Im Übrigen ist das auch sehr oft der Grund, warum manche Leute mit Potenzial partout kein Französisch auf die Reihe bekommen, wenn sie ständig das Bild von schwulen Froschfressern vor sich haben. Aber kann man kulturelle "Engstirnigkeit" wirklich verurteilen?
Ich weiß nicht, ob ich mich dahingehend wirklich verständlich ausdrücken kann, aber mit einer Sprache ist das nicht so, wie mit Mathematik. Wenn ich komplexe Körper berechnen kann, bin ich schlicht und ergreifend klüger, wenn ich eine Sprache lerne, verändere ich automatisch meine Identität. Das ist ein bisschen wie Filme gucken: Wir haben Glück, dass wir dem amerikanischen Lebensstil so nahestehen, sonst würden wir mit jedem Hollywoodstreifen noch ein Stück mehr von unserer Kultur einbüßen. Viele Leute verlangen auch, dass Filme aus Deutschland gefördert werden, eben, um unsere Identität wenigstens vor uns selbst zu wahren. Andere wiederum wollen, dass Filme voll und ganz unsynchronisiert und höchstens mit Untertiteln an den Zuschauer herantreten, um das Kulturgut darin nicht zu verfremden.
Wer davon die liberalen und wer die konservativen sind, ist vielleicht deutlich. Gerade die türkische Mentalität ist eben in vielen Fällen auch konservativ. Warum also diese Liebesmühe aufbringen, das Gespür für die Sprache zu entwickeln, wenn das einen der Identität beraubt?
Sprachmonogamie wird für den Türken auch ein Stück Sprachverehrung sein. Beobachten kann man so ein Phänomen auch in Ländern mit großen Touristenregionen. In Kroatien findet man kaum noch kleine Hafenstädte, in denen nicht 90% der Bevölkerung u.a. Deutsch sprechen, in denen dann aber auch tatsächlich die gastronomischen Angebote auf den handelsüblichen deutschen Touristen ausgerichtet sind. In Split ist das soweit ich weiß deutlich anders (wenngleich man sich dort natürlich auch den Touristen immer mehr angepasst hat), die gastronomische Kultur ist traditioneller, zumindest die kleinen Märkte auch verschlossener. Auch dort redet man Deutsch und auch dort ist mittlerweile vieles international, aber irgendwie halt doch nicht so weitab vom Sprung.

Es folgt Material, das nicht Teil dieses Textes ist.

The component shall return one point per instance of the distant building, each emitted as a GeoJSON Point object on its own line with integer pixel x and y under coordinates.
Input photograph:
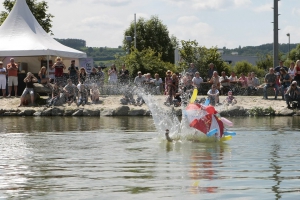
{"type": "Point", "coordinates": [232, 59]}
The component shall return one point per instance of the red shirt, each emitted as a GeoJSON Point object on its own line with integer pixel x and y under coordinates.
{"type": "Point", "coordinates": [59, 70]}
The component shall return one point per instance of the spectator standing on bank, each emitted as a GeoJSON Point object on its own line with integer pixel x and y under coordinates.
{"type": "Point", "coordinates": [3, 79]}
{"type": "Point", "coordinates": [12, 72]}
{"type": "Point", "coordinates": [192, 69]}
{"type": "Point", "coordinates": [28, 80]}
{"type": "Point", "coordinates": [112, 75]}
{"type": "Point", "coordinates": [73, 72]}
{"type": "Point", "coordinates": [292, 94]}
{"type": "Point", "coordinates": [277, 69]}
{"type": "Point", "coordinates": [124, 75]}
{"type": "Point", "coordinates": [285, 81]}
{"type": "Point", "coordinates": [291, 70]}
{"type": "Point", "coordinates": [59, 67]}
{"type": "Point", "coordinates": [270, 80]}
{"type": "Point", "coordinates": [211, 71]}
{"type": "Point", "coordinates": [297, 72]}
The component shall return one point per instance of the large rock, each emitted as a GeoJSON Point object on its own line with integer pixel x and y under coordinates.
{"type": "Point", "coordinates": [137, 112]}
{"type": "Point", "coordinates": [87, 112]}
{"type": "Point", "coordinates": [28, 97]}
{"type": "Point", "coordinates": [53, 112]}
{"type": "Point", "coordinates": [286, 112]}
{"type": "Point", "coordinates": [107, 112]}
{"type": "Point", "coordinates": [234, 111]}
{"type": "Point", "coordinates": [78, 113]}
{"type": "Point", "coordinates": [121, 111]}
{"type": "Point", "coordinates": [40, 88]}
{"type": "Point", "coordinates": [27, 112]}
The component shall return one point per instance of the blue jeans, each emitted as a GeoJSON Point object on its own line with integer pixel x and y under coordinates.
{"type": "Point", "coordinates": [273, 86]}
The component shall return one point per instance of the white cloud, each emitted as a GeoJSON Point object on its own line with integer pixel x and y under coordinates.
{"type": "Point", "coordinates": [113, 3]}
{"type": "Point", "coordinates": [264, 8]}
{"type": "Point", "coordinates": [242, 2]}
{"type": "Point", "coordinates": [296, 11]}
{"type": "Point", "coordinates": [187, 19]}
{"type": "Point", "coordinates": [102, 20]}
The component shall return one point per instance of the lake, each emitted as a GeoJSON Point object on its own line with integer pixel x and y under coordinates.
{"type": "Point", "coordinates": [126, 158]}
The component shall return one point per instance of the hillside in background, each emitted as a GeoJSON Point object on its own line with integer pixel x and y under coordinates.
{"type": "Point", "coordinates": [106, 55]}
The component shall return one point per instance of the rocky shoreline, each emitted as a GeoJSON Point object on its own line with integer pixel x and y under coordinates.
{"type": "Point", "coordinates": [110, 106]}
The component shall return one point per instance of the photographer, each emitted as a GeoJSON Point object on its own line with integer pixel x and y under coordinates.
{"type": "Point", "coordinates": [292, 94]}
{"type": "Point", "coordinates": [59, 67]}
{"type": "Point", "coordinates": [28, 80]}
{"type": "Point", "coordinates": [73, 72]}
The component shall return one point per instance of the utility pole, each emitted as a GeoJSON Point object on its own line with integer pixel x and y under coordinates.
{"type": "Point", "coordinates": [134, 30]}
{"type": "Point", "coordinates": [289, 35]}
{"type": "Point", "coordinates": [275, 41]}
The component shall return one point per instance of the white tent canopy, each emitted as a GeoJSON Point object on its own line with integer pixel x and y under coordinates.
{"type": "Point", "coordinates": [22, 35]}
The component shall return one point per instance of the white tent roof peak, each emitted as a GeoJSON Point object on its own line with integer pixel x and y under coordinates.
{"type": "Point", "coordinates": [22, 35]}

Wenn man nun in einem fremden Land lebt und dessen Sprache nicht perfekt erlernen will, oder vielleicht unterbewusst so blockiert ist, dass man das nicht kann, ist man meiner Meinung nach nicht schlimmer, als die Leute, die die eine Deutsch-Quote fordern. Solange ich meinen Mitmenschen nicht den Umstand bereite, meine Landessprache sprechen zu müssen, weil ich eben doch gebrochen Deutsch kann, ist das kein Problem.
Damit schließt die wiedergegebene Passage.